But to find an entire school district — from the superintendent to a physical education teacher — that embraces the short stories as a part of childhood literacy? Some would say that is unheard of in today’s world of standardized tests and rigorous curriculum.
Yet for 15 minutes Monday, math, science and social studies were pushed aside at every Elyria school as students were handed a free comic book and told to delve into the life of G-Man, a superhero for all ages who gains the powers of super strength, super endurance and flight when he wears a magic cape. Students were allowed to read the story, titled “Coming Home,” with no sideways glances from teachers.
The free comics came to students because of a partnership between the Elyria Rotary Club, the Elyria Comic Book Initiative and Elyria Schools.
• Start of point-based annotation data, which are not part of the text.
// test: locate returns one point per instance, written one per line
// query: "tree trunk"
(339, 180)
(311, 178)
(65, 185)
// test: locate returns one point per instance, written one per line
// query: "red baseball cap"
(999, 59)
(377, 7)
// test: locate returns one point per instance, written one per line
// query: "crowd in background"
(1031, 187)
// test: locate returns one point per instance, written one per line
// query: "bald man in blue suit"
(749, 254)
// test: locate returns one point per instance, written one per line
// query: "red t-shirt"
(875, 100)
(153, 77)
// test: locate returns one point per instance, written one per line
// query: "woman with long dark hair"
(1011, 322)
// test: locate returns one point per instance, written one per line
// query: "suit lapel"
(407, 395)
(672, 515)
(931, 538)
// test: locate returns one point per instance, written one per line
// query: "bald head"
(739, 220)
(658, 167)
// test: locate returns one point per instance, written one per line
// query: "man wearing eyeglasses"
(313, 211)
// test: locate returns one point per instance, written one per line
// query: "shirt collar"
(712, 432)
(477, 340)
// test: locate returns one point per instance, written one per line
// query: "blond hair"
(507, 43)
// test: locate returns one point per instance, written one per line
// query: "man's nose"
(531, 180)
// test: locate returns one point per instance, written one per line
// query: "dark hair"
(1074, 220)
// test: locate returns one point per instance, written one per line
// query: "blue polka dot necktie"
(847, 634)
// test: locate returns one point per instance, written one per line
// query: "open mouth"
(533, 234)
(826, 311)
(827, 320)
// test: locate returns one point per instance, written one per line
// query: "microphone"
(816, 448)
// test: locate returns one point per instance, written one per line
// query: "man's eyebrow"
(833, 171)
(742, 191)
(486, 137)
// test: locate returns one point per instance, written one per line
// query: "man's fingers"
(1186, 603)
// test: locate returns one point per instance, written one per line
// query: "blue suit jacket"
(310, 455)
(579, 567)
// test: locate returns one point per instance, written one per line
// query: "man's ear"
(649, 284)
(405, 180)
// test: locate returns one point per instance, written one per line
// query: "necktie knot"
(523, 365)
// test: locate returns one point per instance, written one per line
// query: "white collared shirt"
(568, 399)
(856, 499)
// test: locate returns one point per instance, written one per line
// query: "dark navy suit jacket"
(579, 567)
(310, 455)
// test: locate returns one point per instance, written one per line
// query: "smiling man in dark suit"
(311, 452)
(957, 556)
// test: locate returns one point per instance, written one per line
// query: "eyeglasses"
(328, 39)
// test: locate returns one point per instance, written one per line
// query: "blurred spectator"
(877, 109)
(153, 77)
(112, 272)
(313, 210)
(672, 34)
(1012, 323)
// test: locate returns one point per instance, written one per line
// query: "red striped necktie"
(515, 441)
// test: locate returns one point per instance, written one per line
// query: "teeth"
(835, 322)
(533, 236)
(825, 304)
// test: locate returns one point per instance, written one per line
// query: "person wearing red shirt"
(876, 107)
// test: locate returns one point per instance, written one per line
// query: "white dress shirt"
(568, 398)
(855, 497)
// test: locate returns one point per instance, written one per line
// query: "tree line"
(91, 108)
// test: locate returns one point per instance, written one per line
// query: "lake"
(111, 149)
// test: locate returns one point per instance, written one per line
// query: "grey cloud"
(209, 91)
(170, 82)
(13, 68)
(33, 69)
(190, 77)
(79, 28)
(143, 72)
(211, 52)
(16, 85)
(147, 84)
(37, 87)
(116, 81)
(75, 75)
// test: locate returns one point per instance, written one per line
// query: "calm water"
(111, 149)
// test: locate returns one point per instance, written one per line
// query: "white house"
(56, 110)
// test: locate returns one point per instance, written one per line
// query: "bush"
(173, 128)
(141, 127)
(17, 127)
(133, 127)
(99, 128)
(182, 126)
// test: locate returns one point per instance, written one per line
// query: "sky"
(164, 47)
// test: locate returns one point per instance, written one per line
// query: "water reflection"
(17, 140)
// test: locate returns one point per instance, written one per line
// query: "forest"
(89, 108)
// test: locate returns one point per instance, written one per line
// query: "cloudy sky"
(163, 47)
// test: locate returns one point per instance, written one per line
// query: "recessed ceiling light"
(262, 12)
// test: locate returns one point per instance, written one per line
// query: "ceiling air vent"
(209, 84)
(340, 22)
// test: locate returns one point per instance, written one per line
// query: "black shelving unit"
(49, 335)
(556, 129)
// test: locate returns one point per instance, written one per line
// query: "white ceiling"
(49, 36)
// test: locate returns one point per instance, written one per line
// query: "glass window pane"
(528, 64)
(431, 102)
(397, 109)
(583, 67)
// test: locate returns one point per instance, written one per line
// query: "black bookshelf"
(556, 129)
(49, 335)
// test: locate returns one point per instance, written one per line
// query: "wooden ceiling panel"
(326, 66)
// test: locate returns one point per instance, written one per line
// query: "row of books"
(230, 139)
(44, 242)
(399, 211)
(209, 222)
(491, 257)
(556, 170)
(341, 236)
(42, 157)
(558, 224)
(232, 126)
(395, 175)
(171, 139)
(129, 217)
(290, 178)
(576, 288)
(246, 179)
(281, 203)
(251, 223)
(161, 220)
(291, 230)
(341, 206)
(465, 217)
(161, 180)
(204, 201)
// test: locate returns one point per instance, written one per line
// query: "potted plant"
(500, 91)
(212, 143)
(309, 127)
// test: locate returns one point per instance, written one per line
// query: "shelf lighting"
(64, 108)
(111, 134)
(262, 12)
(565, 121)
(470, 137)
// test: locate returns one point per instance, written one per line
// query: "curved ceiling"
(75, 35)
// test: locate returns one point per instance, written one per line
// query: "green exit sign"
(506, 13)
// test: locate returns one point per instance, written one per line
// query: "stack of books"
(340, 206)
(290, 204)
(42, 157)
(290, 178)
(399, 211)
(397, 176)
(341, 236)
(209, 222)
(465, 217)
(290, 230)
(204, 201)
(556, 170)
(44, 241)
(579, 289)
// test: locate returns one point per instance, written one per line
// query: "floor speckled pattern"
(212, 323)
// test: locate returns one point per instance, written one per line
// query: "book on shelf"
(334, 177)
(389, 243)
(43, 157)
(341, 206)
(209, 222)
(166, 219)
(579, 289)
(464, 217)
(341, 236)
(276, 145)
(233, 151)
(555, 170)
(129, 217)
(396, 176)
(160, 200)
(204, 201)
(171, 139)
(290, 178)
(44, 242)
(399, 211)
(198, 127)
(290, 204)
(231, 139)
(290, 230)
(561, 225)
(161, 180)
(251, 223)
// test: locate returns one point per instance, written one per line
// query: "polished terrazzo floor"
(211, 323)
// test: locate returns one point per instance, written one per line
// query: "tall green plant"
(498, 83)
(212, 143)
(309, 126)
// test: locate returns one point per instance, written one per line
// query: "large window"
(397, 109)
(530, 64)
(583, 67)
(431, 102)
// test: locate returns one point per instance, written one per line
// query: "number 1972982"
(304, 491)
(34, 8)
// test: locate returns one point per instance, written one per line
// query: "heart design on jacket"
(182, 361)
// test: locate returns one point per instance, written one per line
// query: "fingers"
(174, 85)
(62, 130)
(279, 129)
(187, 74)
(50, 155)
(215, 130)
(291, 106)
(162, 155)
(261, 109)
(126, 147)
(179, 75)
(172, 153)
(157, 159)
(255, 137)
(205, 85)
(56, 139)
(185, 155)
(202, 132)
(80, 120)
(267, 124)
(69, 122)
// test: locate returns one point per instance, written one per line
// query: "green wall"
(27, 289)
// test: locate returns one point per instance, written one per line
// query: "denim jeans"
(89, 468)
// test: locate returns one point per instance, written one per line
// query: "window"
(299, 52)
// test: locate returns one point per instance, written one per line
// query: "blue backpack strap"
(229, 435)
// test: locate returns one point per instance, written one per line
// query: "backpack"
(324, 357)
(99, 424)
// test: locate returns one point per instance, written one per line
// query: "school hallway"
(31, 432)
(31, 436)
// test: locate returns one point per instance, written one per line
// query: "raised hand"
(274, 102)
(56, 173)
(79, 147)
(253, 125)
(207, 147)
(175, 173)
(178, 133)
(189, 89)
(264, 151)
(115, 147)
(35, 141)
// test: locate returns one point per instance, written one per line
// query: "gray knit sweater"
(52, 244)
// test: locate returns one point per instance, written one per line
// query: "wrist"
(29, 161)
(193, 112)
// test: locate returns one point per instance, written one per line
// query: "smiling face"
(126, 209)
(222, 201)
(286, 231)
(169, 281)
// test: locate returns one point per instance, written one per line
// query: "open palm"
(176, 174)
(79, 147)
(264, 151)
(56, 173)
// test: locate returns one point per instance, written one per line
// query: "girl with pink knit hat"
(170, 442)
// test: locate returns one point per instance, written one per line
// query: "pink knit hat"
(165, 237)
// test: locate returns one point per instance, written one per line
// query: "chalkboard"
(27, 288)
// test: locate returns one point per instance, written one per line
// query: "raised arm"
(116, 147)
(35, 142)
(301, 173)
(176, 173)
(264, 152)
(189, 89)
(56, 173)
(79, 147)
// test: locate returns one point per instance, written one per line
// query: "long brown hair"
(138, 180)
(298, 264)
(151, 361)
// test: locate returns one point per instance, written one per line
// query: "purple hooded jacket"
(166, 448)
Rotary funded the project through its literacy budget and also supported the Elyria Comic Book Initiative to provide Elyria students with programming throughout the year that lets them create their own comic books.
For students like 13-year-old Jason Truxall, a seventh-grader at Eastern Heights Middle School, the 15 minutes was time well spent.
“I like comics because they are short, you can read them fast and there are a lot of funny ones,” Jason said.
Some of his favorites include those featuring Charlie Brown and Batman.
“And now I think I will read ‘G-Man’ because I like this one,” he said.
“G-Man” was created by cartoonist Chris Giarrusso and is published by Image Comics of Berkeley, Calif.
“Graphic novels are a very important genre that a lot of kids love to read, and I think this fits right into that,” said Ann Schloss, the district’s director of academic services. “It matches the new common-core standards. But for us, the main point of this project is to get students involved in reading both in school and for enjoyment out of schools.”
Monday’s project was four years in the making. It started when Schloss was approached by Ken Glanc, president of the Elyria Comic Book Initiative. He saw comics as an excellent way to get excited about reading.
“They are simple, easy to read and engaging,” Glanc said. “Comic books are a different media that offer an easy entry point to literacy.”
From that point, Glanc said students learn the elements of storytelling in a way that is fun.
Schloss said research shows that the more children read the more successful they will be academically and beyond. With that in mind, she said educators in Elyria operate with the goal of getting books into the hands of kids as often as possible.
To complete the day, which was dubbed Super Heroes Day at Eastern Heights, physical education teacher Heather Baker got into the comic book spirit by donning a black suit adorned with green question marks. It was Baker’s take on the Riddler, an enemy of Batman.